5 · LLM-as-judge for open-ended tasks
For "write a friendly response to this customer email", there is no verifier. The pragmatic substitute is an LLM judge — usually a stronger model (or an ensemble) that scores responses on a rubric.
- Cheap (~100ms per call), but strongly hackable. Models learn to emit responses with judge-pleasing surface features: bullet points, hedged caveats, specific phrases.
- Position bias: judges prefer the first response in a pair. Always randomize order.
- Verbosity bias: judges prefer longer responses. Apply length normalization or counter-bias.
- Self-bias: a judge prefers responses from its own family.

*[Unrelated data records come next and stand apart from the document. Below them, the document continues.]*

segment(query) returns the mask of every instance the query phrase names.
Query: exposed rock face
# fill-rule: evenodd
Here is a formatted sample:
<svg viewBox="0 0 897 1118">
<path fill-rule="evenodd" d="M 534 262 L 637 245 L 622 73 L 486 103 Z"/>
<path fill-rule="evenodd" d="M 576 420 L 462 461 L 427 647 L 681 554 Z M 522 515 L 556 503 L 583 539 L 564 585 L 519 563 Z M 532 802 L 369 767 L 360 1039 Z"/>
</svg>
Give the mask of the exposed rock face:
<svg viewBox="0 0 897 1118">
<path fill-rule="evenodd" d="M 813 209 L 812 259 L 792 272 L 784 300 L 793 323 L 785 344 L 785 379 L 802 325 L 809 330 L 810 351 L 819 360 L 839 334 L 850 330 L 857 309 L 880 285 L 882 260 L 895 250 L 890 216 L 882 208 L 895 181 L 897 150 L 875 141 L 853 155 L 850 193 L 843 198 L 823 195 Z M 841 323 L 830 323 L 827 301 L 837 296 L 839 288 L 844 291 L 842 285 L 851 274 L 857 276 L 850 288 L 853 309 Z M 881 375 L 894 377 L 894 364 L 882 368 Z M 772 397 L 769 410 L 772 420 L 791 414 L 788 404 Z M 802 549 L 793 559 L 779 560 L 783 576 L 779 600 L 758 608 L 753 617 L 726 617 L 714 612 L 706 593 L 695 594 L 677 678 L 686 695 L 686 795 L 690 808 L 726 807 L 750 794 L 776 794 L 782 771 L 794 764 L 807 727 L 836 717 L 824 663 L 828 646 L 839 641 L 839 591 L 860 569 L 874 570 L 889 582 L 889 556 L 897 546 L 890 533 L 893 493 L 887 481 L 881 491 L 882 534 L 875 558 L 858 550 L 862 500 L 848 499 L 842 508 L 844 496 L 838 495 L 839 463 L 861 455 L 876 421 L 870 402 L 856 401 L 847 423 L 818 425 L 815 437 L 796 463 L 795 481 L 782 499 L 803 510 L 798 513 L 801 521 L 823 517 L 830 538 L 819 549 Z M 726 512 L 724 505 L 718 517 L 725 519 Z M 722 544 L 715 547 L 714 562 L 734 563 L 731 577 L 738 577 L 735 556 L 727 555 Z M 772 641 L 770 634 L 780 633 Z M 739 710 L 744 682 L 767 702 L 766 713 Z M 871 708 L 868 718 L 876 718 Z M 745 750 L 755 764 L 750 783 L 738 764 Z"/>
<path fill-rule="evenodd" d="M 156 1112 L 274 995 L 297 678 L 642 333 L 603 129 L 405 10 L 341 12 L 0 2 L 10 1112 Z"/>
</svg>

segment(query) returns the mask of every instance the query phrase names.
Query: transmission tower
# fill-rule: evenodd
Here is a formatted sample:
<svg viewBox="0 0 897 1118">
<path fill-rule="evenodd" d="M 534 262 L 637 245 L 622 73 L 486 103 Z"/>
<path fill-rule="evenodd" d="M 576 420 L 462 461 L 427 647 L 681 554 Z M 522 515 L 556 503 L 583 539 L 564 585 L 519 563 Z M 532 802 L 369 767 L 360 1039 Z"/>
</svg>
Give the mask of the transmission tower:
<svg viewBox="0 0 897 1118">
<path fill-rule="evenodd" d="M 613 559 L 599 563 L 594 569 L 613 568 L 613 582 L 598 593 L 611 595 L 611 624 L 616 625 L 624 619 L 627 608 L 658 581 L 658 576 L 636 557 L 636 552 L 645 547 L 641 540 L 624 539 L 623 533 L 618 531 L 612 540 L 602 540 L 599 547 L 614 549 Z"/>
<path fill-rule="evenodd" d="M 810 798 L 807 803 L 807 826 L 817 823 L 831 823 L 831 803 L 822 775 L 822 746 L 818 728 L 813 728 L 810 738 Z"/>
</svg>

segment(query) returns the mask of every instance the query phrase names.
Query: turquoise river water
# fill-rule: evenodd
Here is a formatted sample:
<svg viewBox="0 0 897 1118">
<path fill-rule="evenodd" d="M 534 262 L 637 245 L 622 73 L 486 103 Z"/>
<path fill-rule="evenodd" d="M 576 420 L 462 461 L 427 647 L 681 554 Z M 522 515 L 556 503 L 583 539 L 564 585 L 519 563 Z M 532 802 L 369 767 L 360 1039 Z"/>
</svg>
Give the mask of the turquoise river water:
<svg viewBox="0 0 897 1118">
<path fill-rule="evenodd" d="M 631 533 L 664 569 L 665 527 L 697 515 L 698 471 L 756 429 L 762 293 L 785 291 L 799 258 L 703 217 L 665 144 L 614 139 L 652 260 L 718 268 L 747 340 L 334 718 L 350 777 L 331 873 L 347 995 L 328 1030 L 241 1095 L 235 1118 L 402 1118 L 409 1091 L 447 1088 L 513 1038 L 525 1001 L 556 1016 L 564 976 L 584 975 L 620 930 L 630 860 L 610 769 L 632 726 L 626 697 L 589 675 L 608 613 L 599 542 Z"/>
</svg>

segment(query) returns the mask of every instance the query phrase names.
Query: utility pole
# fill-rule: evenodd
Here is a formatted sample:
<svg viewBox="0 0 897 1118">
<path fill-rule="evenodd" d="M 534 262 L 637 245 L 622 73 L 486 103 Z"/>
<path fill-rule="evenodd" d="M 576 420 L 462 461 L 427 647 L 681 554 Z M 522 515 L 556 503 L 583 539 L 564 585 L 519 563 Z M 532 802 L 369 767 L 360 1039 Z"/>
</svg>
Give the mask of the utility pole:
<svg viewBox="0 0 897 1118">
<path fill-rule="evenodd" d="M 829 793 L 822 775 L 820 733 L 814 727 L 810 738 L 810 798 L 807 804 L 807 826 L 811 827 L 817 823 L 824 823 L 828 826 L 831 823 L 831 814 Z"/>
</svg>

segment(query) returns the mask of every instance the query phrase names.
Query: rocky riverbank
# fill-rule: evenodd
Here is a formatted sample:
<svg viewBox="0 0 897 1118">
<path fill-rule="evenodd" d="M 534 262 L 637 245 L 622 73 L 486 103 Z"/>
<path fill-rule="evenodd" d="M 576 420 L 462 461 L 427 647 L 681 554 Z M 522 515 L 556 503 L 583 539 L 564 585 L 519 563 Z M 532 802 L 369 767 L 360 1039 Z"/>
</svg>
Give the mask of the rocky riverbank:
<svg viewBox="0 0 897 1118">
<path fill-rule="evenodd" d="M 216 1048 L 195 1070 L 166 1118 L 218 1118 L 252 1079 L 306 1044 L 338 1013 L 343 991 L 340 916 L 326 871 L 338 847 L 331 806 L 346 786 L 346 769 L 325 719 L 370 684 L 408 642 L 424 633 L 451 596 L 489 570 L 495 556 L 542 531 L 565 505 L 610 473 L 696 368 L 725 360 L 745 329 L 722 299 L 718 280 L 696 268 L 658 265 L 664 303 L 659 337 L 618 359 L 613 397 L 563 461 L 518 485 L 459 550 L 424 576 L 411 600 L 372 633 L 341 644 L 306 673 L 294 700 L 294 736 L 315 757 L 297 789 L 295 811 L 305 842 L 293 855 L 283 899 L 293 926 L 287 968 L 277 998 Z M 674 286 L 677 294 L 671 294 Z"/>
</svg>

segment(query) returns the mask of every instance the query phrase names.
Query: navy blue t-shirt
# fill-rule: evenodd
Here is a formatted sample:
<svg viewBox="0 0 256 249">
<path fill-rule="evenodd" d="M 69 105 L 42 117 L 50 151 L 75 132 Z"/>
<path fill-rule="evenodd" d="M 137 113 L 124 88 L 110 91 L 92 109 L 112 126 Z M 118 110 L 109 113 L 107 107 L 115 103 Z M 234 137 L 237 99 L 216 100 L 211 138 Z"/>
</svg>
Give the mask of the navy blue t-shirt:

Cross-family pairs (e.g., use Claude as judge for GPT-trained policy) help.
Interactive · how reward hacking looks in practice
Below: a toy two-channel verifier. Channel A is the "real" signal (correctness). Channel B is a leak — a surface feature correlated with correctness in the training set but not in held-out data. A policy can either learn the real channel or exploit the leak. Adjust the leak strength to see which it picks.
Designing a verifier — a short checklist
Before you turn on RL with a new verifier, ask:
- What's the trivial exploit? If "always return 42" gets reward > 0, your verifier is broken before you start. Run a uniform-random baseline and a constant-string baseline through it; both should score near zero.
- What's the format brittleness? If small format variants (capitalisation, trailing newlines, decimal vs fraction) flip the reward, normalize them out before comparing.
- What's the throughput? Multiply (per-rollout latency × rollouts per step) and compare to your GPU step time. If verifier-bound, parallelize, cache, or async-verify.
- What's the false-negative rate? Run your trained model on its own training prompts and have a human spot-check — every false negative is a token of gradient pointed in the wrong direction.
- What's the held-out delta? The held-out task accuracy is the only signal you should trust. If train reward goes up and held-out doesn't, you're hacking the verifier.
Where this lives in our framework
In RL/framework/environment.py, the Environment class is just a callable: env.verify(prompt, response) → float. Every archetype above swaps in a different verify body — a regex matcher, a sandboxed Python interpreter, a browser harness, an LLM judge. The rest of the framework doesn't care. That single seam is what lets the same training loop power AIME-math, SWE-bench, web agents, and RLHF without code surgery elsewhere.
Where Part III goes from here
Lessons 15–18 covered where the reward comes from. We've now closed that half of Part III. The next three lessons (19–22) shift to the systems side: given a fixed reward signal, what does the cluster look like that runs the loop at scale?
- Lesson 19 · System topology. Rollout and training have opposite hardware profiles. How you co-locate or disaggregate them on the cluster decides 2–4× of throughput.
- Lessons 20–21 · Inference engines. What's under
rollout.generate()— the KV cache + PagedAttention (lesson 20) and the scheduling tricks on top (continuous batching, prefix caching, chunked prefill, spec decode in lesson 21). The verifier of lesson 18 may dominate per-step cost; the generator of lessons 20–21 dominates the next-largest slice. - Lesson 22 · Memory math. Whether any of this fits on the GPUs you actually have.
Then lesson 23 puts the reward side (15–18) and the systems side (19–22) together into the famous reasoning recipes — R1, Tülu 3, Qwen, the o-series — each of which is a particular choice on the reward axis crossed with a particular choice on the systems axis.